In my Master's I had a tutor from Indonesia. For me he was like the best teacher ever and I felt he made everything crystal clear and helped me really understand some hairy concepts. Then I spoke to a British friend who complained she couldn't understand a word he was saying and she hated every minute of his class.

Sometimes I think native and non-native speakers of English really speak two different languages.


It doesn’t look wrong or stupid.


Setting aside the question of utility (ease of use issues),

English spelling is also a "side channel" which persists information about the word which is lost (recoverable only via lookup) when spelling is normalized.

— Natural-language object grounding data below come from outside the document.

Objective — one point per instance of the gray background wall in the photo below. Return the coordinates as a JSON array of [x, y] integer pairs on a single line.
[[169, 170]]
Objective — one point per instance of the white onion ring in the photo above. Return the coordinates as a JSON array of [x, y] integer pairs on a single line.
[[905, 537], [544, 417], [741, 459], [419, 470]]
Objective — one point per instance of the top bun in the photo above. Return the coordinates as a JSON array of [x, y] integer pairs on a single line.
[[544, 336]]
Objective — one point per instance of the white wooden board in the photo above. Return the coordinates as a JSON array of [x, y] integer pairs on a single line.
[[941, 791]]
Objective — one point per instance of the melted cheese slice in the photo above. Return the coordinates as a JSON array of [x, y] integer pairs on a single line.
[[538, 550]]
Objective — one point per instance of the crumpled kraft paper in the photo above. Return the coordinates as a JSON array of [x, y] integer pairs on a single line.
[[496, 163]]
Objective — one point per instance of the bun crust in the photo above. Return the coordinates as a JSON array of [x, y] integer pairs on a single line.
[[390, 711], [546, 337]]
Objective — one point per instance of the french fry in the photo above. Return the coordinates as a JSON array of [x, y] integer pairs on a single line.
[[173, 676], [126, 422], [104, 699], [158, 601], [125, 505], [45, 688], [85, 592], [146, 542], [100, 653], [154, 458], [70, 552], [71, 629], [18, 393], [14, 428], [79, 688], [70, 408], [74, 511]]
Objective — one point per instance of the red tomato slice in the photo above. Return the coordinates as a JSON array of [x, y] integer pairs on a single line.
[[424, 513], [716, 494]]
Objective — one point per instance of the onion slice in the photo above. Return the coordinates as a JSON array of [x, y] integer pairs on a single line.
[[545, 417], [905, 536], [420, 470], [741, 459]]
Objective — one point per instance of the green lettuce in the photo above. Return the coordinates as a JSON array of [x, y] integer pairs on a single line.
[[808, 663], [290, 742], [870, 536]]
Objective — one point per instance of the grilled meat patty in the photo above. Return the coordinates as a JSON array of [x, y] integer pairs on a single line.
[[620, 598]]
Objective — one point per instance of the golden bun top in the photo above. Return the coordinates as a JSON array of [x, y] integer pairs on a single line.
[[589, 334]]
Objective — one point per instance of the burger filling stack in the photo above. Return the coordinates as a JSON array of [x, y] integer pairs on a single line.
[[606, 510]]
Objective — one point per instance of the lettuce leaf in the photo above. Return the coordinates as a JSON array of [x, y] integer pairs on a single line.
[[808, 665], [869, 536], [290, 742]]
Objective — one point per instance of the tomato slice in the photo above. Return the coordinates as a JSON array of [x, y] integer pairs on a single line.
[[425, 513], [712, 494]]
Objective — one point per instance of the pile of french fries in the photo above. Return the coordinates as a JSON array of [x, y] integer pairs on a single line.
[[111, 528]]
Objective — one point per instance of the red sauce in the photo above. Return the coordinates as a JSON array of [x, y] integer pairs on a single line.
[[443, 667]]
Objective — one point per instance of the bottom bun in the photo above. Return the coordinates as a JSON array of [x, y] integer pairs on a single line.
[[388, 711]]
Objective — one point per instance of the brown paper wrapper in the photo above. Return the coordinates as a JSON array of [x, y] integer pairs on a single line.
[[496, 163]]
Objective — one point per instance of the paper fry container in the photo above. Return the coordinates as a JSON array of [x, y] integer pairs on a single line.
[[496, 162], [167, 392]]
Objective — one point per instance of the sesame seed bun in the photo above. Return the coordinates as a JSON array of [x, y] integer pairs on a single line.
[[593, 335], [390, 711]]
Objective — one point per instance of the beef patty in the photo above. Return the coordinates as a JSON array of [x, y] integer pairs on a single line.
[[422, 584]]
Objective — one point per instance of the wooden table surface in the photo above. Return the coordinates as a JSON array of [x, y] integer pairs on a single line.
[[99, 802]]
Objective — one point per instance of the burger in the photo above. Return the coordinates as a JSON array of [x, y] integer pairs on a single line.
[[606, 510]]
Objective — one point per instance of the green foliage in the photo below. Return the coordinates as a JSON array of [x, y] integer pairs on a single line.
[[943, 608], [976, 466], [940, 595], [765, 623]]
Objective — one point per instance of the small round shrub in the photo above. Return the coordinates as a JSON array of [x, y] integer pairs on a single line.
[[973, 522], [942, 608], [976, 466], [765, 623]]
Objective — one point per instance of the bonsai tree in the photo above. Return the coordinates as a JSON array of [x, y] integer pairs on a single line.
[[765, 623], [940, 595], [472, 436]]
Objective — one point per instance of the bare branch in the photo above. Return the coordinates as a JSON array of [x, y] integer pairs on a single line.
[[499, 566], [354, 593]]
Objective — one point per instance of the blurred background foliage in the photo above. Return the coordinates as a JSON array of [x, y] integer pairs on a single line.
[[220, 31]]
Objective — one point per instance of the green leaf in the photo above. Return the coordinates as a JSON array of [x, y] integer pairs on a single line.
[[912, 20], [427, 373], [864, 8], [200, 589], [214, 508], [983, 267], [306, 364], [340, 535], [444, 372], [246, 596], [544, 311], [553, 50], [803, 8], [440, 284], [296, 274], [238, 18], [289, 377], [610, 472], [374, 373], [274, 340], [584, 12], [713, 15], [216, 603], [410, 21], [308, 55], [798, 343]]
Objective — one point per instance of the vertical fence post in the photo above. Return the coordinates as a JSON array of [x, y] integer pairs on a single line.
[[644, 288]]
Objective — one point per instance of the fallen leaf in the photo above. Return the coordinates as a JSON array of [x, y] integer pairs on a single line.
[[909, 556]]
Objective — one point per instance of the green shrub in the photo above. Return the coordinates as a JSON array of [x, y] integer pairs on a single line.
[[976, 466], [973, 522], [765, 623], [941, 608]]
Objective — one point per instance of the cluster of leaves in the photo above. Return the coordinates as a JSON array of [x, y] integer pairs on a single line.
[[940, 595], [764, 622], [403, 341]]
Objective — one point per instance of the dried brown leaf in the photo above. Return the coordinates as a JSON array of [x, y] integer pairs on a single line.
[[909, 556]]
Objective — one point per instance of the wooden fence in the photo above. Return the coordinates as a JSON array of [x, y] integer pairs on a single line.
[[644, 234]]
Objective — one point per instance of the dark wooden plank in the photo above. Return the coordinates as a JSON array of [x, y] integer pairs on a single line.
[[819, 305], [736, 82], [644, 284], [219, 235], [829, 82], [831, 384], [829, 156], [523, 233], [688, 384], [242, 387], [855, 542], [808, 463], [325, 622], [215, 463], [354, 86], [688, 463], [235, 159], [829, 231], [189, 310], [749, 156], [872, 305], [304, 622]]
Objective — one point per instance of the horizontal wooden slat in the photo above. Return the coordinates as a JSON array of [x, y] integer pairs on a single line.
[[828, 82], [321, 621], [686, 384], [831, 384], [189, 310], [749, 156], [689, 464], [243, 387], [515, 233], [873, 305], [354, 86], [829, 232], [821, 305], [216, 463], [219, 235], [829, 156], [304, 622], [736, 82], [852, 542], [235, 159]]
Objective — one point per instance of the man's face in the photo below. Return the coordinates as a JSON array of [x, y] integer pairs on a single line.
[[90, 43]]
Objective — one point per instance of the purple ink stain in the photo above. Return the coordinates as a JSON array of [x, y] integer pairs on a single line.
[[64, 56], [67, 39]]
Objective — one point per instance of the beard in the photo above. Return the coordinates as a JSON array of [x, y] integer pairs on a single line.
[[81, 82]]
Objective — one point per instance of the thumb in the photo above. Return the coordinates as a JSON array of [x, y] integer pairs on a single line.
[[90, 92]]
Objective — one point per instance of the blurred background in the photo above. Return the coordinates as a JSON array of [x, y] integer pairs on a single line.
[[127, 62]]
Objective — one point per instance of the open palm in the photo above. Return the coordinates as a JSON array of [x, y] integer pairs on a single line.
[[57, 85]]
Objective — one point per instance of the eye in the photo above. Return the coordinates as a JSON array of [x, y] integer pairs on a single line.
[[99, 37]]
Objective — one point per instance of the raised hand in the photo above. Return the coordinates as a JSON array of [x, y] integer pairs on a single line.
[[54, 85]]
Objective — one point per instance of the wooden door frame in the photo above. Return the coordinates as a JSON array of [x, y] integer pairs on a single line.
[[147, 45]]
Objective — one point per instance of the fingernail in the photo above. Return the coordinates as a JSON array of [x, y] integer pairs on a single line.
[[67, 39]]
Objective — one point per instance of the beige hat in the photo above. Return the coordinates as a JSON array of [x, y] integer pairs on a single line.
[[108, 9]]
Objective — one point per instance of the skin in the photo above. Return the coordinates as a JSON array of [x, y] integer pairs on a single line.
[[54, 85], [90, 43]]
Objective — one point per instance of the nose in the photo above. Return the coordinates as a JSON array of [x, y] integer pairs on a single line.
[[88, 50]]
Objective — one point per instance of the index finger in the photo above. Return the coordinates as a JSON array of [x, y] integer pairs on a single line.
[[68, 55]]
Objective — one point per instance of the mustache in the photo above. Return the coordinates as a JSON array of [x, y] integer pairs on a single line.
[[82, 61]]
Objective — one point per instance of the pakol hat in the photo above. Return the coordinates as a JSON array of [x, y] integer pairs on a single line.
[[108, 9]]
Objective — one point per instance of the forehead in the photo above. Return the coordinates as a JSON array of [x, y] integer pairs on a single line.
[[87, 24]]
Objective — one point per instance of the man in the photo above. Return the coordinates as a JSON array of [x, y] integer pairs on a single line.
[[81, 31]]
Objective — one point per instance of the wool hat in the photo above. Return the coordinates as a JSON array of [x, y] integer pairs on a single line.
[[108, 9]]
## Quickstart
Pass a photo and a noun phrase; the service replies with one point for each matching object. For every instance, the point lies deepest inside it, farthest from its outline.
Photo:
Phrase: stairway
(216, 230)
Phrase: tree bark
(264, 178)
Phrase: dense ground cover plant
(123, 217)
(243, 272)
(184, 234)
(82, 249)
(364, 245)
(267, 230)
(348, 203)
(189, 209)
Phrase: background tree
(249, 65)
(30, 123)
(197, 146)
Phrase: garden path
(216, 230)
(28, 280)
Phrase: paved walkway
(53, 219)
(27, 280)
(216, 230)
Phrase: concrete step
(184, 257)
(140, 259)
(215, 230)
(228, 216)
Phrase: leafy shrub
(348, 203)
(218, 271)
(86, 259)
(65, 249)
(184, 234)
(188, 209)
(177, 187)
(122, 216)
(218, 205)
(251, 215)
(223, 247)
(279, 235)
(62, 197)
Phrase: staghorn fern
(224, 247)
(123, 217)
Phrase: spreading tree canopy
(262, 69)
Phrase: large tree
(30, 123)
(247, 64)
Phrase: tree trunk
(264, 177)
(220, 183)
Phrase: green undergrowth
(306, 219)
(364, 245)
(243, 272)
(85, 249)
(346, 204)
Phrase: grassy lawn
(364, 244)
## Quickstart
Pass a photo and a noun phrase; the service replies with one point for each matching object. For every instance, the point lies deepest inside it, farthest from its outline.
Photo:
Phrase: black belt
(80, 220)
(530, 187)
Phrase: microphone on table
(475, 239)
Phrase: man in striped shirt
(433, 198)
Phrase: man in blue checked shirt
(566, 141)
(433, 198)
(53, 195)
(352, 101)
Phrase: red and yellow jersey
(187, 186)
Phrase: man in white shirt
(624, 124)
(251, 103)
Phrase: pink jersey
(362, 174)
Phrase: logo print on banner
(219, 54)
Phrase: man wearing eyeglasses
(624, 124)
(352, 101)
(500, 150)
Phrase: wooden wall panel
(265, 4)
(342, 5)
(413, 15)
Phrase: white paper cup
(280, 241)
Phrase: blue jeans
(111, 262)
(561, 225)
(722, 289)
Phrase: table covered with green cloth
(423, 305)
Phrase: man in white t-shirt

With things as they are, the etymology of words is often visible in their spelling; this has practical implications such as imparting shades of meaning through allusion, which are one reason English has retained lots of near-synonyms, but not discarded them. This means it allows for a particular kind of nuance.

As a native speaker of English I find the relative paucity of vocabulary confounding (or comical); it is now expected in my (bilingual) household that when where English draws distinctions, Spanish reuses. My German-speaking father in law is always entertaining us with cases where German constructs words through liberal compounding, where English doesn't.

Which is just to say, problems aside, English's maddening spelling almost always encodes useful information. For some uses. (Not tech docs, but more than poetry.)

Interesting footnote to this: English has many "backformations," cases where the spelling of some words has conformed over time to that of similar words from other languages, even when they etymologically unrelated. My favorite example of this is "strawberry" in which the "berry" is a backformation.


Another footnote: English vocabulary and etymology also encode history beyond provenance.

The words in English for meat and its sources are the go-to example.

The words for the animals, are from Anglo-Saxon. The words for the meat as you eat it, are from French.

Because England acquired its French from occupation c. 1066; the peasants knew the animals but it was the new French-speaking aristocracy were the ones that ate them.


It shows simultaneously how crazy it currently is, and why it'll never change (at least not on that time scale)!


English is not my native language, yet I didn't realize how peculiar it is until I saw this video below ("What if English Were Phoenetically Consistant"). All these years I thought my native languages were hard to learn for foreigners (French for the spelling, Serbo-Croatian for it's grammar, both of which have seemingly been designed by insane people) and English easy, didn't realize how hard it is prior to said video. I guess it is made easier by the fact it's the go-to Internet and international language so I get more exposure to it than I do to my native ones.